Born in Augusta, Georgia, Abraham Cobb was hired as a kitchen assistant at the Planters Hotel in that city at age sixteen. When Bernhard Dub took over management of the Planters Hotel in 1879, having given up control of Macon’s most storied hotel, the Lanier, the new proprietor found Cobb a talented assistant cook. Dub took over Cobb’s culinary instruction, particularly in the sphere of pasty cooking. Cobb appears to have been elevated to head cook sometime in 1881. When Dub left Augusta for Savannah and Screven House with him, he took Cobb with him to oversee the kitchen staff.

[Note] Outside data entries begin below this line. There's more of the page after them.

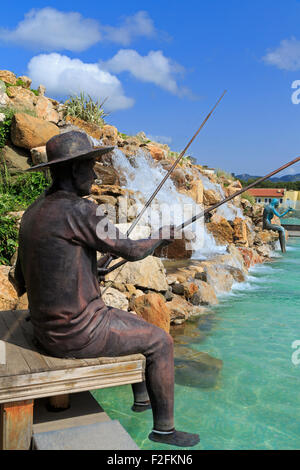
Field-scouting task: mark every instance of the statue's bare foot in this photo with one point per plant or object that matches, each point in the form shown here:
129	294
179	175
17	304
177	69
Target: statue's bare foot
175	438
138	407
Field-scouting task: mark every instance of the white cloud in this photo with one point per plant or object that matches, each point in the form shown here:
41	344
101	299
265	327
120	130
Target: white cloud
63	76
133	26
286	56
49	29
154	68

All of the surviving bills of fare created by Cobb date from his tenure at the Pulaski House. A lavish banquet menu designed for the 1894 meeting of Savannah’s St. Andrew’s Society proved so memorable that the Society reprinted it in their official History. His event menus had certain signatures—a local dish (Broiled shad roe in local bacon, possum and Sweet Potatoes) intermingled with cosmopolitan standards—the choice between a light soup (tomato bouillon) and a stew (terrapin) for the soup course—fish dusted in cornmeal—a white meat course of rabbit or pork—an abundance of vegetables including mashed turnips, cushaw squash (a holdover from his Augusta roots?). During the Georgia products dinner competition of 1913 the Savannah entry menu was largely an elaboration of his standard banquet courses. The January 1894 banquet for Savannah Freemasons at the Pulaski House suggests the tenor of his society dinners.
Cobb’s obituary notice contains a number of factual errors, but it correctly indicates the Cobb desire to have his body interred in the city of his nativity, Augusta.